In Example 5, PPD and PNA were replaced with metaphenylenediamine (hereinafter referred to as MPD) and metanitroaniline (hereinafter referred to as MNA), respectively, and the (MPD + MNA) / CH ratios are shown in (Table 4). The reaction was carried out in the same manner as in Example 5, except that it was set to a rising value. The results are shown in Table 4.

TABLE 4

Example 16

3.03 g 5% Pd / C (water content: 50 wt%, manufactured by NE Camcad), 40.0 g of triethylene glycol dimethyl ether and 24.04 in a 200 ml round bottom flask equipped with a reflux condenser, thermometer, dropping device and stirrer g (0.25 mol) of orthophenylenediamine was charged. A mixed solution containing 19.63 g (0.20 mol) of CH and 18.42 g (0.13 mol) of ortonitroaniline was prepared and charged into a dropping apparatus. The temperature of the flask was increased to 170 ° C. while stirring, and the solution was added dropwise with a dropping device over 15 hours while maintaining the internal temperature at 170 to 173 ° C. After completion of the dropping, the contents of the flask were stirred for 2 hours while maintaining the internal temperature within the above temperature range. During that time, the water produced by charging benzene was removed by azeotropic distillation. The azeotropic distilled water-benzene mixture was condensed with a reflux condenser and then separated with a separator. After cooling the reaction mixture to room temperature, 5% Pd / C was filtered off from the reaction mixture. The filtrate was analyzed by gas chromatography to obtain the following data.

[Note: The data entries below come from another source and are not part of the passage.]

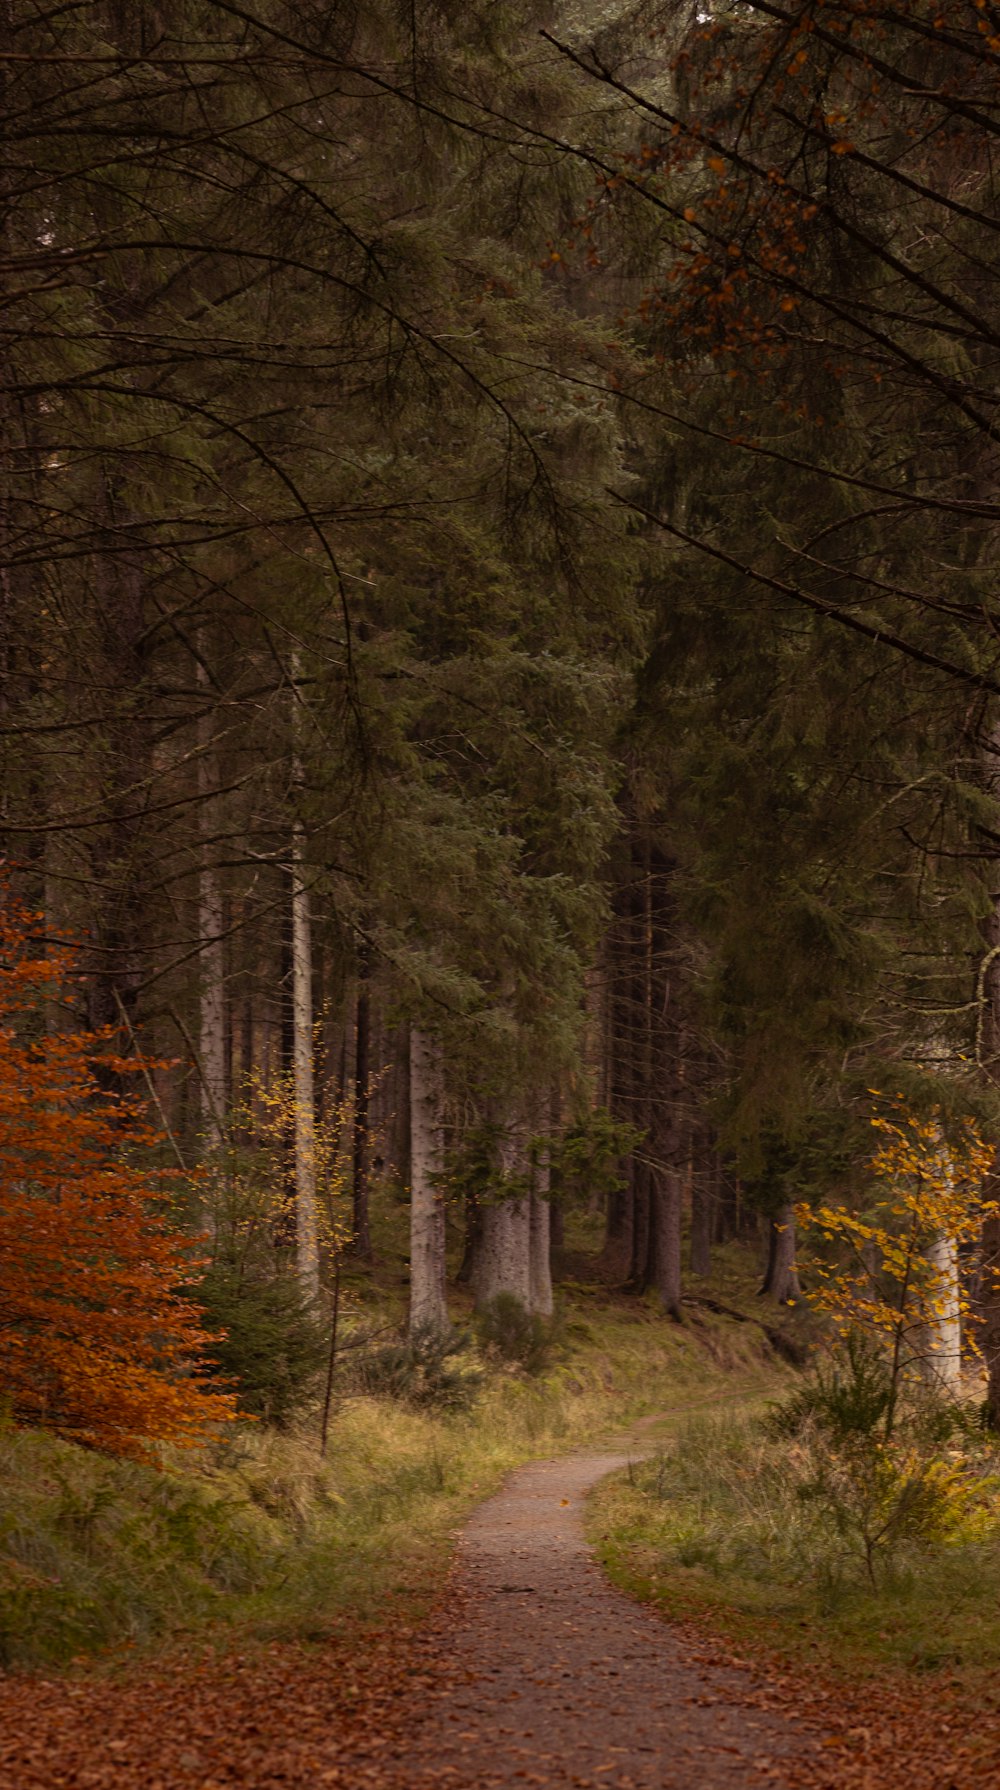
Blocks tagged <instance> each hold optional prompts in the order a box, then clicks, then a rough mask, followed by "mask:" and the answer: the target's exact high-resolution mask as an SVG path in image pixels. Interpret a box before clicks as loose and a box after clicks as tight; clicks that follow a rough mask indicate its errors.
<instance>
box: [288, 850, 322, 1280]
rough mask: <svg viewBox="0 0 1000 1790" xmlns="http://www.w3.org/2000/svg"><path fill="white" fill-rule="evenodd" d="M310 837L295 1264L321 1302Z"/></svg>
mask: <svg viewBox="0 0 1000 1790" xmlns="http://www.w3.org/2000/svg"><path fill="white" fill-rule="evenodd" d="M304 859H306V836H304V831H302V827H301V825H299V823H295V829H293V834H292V1042H293V1088H295V1260H297V1267H299V1280H301V1282H302V1291H304V1292H306V1294H308V1296H309V1298H318V1291H320V1251H318V1228H317V1119H315V1092H313V933H311V918H309V891H308V888H306V882H304V881H302V877H304Z"/></svg>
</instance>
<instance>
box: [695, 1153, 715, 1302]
mask: <svg viewBox="0 0 1000 1790" xmlns="http://www.w3.org/2000/svg"><path fill="white" fill-rule="evenodd" d="M717 1183H719V1158H717V1156H716V1153H714V1151H712V1149H705V1151H703V1153H701V1156H699V1158H696V1160H694V1169H692V1176H691V1255H689V1260H691V1273H692V1274H701V1276H703V1278H705V1276H708V1274H710V1273H712V1226H714V1219H716V1187H717Z"/></svg>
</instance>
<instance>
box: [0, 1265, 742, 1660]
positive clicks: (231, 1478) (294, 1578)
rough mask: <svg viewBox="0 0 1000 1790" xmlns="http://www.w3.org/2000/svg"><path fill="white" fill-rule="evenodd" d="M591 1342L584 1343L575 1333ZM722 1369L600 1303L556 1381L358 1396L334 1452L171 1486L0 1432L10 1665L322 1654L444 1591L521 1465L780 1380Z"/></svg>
mask: <svg viewBox="0 0 1000 1790" xmlns="http://www.w3.org/2000/svg"><path fill="white" fill-rule="evenodd" d="M574 1325H576V1326H578V1330H576V1334H574V1332H572V1326H574ZM739 1348H741V1350H742V1348H746V1355H744V1357H741V1368H739V1371H737V1373H735V1375H733V1373H732V1369H728V1371H725V1369H723V1368H719V1366H717V1364H716V1362H714V1359H712V1355H710V1353H708V1350H707V1346H705V1337H701V1334H699V1332H694V1330H678V1326H674V1325H665V1323H664V1321H662V1319H658V1317H655V1316H653V1314H649V1312H644V1310H642V1308H635V1307H624V1305H614V1301H610V1300H608V1298H606V1296H587V1298H583V1296H581V1300H580V1301H578V1308H576V1307H572V1308H571V1312H569V1317H567V1346H565V1348H564V1350H562V1351H560V1360H558V1364H556V1366H553V1368H551V1369H549V1371H547V1373H540V1375H537V1377H530V1378H526V1377H522V1375H515V1373H510V1368H503V1369H487V1371H485V1373H483V1378H481V1382H479V1385H478V1391H476V1398H474V1403H472V1405H470V1407H469V1409H447V1407H445V1409H442V1405H440V1403H435V1402H428V1403H422V1402H413V1400H406V1398H404V1400H399V1398H392V1396H388V1394H386V1393H385V1389H383V1391H381V1393H379V1396H370V1394H358V1393H349V1391H347V1393H345V1391H343V1389H342V1398H340V1405H338V1409H336V1411H335V1419H333V1425H331V1434H329V1448H327V1457H326V1459H320V1453H318V1423H317V1421H315V1414H309V1419H308V1423H301V1425H299V1427H293V1428H290V1430H286V1432H275V1430H274V1428H267V1427H265V1425H240V1427H234V1428H233V1430H231V1432H227V1434H225V1437H222V1439H220V1441H218V1445H216V1446H215V1448H213V1450H206V1452H202V1453H200V1455H195V1453H190V1452H188V1453H175V1455H172V1457H170V1459H166V1461H165V1466H163V1471H156V1470H154V1468H150V1466H140V1464H131V1462H120V1461H107V1459H102V1457H100V1455H95V1453H86V1452H84V1450H79V1448H73V1446H72V1445H68V1443H61V1441H57V1439H54V1437H48V1436H43V1434H38V1432H18V1430H13V1428H4V1430H0V1661H2V1663H4V1665H7V1666H38V1665H48V1663H66V1661H70V1659H73V1658H77V1656H84V1654H91V1652H97V1650H102V1649H107V1647H114V1645H127V1643H134V1645H140V1647H148V1645H154V1643H161V1641H165V1640H168V1638H170V1636H172V1634H177V1632H179V1631H184V1634H186V1638H190V1636H191V1634H197V1632H213V1629H215V1627H218V1625H238V1627H240V1631H242V1632H243V1634H258V1636H293V1634H297V1636H318V1634H322V1632H326V1631H329V1629H331V1627H349V1629H360V1627H363V1625H365V1624H377V1622H383V1620H385V1618H386V1615H390V1613H399V1611H403V1613H404V1615H408V1616H419V1615H420V1613H422V1611H424V1609H426V1607H428V1606H429V1604H431V1602H433V1598H435V1595H436V1591H438V1590H440V1581H442V1566H444V1563H445V1559H447V1554H449V1548H451V1545H453V1536H454V1530H456V1525H458V1523H460V1520H462V1516H463V1514H465V1511H467V1509H469V1507H470V1505H472V1504H476V1502H478V1500H479V1498H483V1496H487V1495H488V1493H490V1491H494V1489H496V1486H497V1484H499V1482H501V1479H503V1475H504V1473H508V1471H510V1468H513V1466H517V1464H519V1462H521V1461H526V1459H531V1457H537V1455H540V1453H551V1452H556V1450H560V1448H565V1446H574V1445H585V1443H589V1441H592V1439H594V1437H597V1436H603V1434H608V1432H612V1430H615V1428H621V1427H623V1425H626V1423H630V1421H631V1419H633V1418H639V1416H642V1414H644V1412H651V1411H662V1409H665V1407H671V1405H685V1403H689V1402H692V1400H694V1402H696V1400H716V1398H717V1396H719V1394H721V1393H723V1391H725V1393H730V1391H735V1389H737V1387H739V1385H742V1384H746V1382H748V1380H751V1378H757V1382H760V1378H762V1377H771V1384H773V1382H775V1369H773V1368H771V1366H769V1364H767V1362H766V1360H764V1357H762V1355H760V1353H757V1355H753V1351H751V1350H750V1344H744V1339H742V1335H741V1337H739Z"/></svg>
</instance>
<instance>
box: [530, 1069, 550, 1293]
mask: <svg viewBox="0 0 1000 1790" xmlns="http://www.w3.org/2000/svg"><path fill="white" fill-rule="evenodd" d="M546 1113H547V1103H546ZM528 1258H530V1269H528V1282H530V1294H528V1303H530V1308H531V1310H533V1312H537V1316H538V1317H551V1316H553V1310H555V1300H553V1264H551V1206H549V1140H547V1135H546V1140H544V1144H542V1146H540V1149H538V1156H537V1162H535V1174H533V1180H531V1215H530V1244H528Z"/></svg>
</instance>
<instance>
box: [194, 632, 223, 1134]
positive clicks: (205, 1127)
mask: <svg viewBox="0 0 1000 1790" xmlns="http://www.w3.org/2000/svg"><path fill="white" fill-rule="evenodd" d="M197 682H199V689H200V691H202V696H204V700H206V702H208V698H209V682H208V673H206V669H204V664H202V662H200V659H199V662H197ZM211 732H213V729H211V714H202V716H200V718H199V832H200V847H199V943H200V958H199V968H200V999H199V1079H200V1119H202V1135H204V1140H206V1146H208V1149H216V1147H218V1144H220V1142H222V1133H224V1124H225V1104H227V1101H225V1095H227V1088H225V945H224V940H222V934H224V908H222V877H220V874H218V865H216V863H215V850H213V845H211V832H213V829H215V823H216V811H215V802H213V795H215V791H216V789H218V770H216V757H215V752H213V746H211Z"/></svg>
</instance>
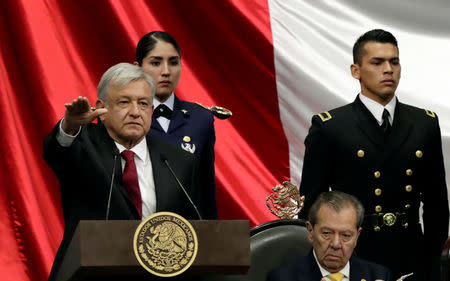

CH conversion: 100 (mol% / CH)

Yield of o-ADPA: 63.8 (mol% / CH)

Recovery of undehydrogenated water: 35.8 (mol% / CH)

Claims (2)

A method for producing aminodiphenylamine comprising reacting phenylenediamine and cyclohexanone in the presence of a hydrogen transfer catalyst in a sulfur-free polar solvent using nitroaniline as a hydrogen acceptor. The method according to claim 1, wherein the reaction is carried out while dropping nitroaniline and cyclohexanone into a mixture of a hydrogen transfer catalyst, a phenylenediamine, and a sulfur-free polar solvent.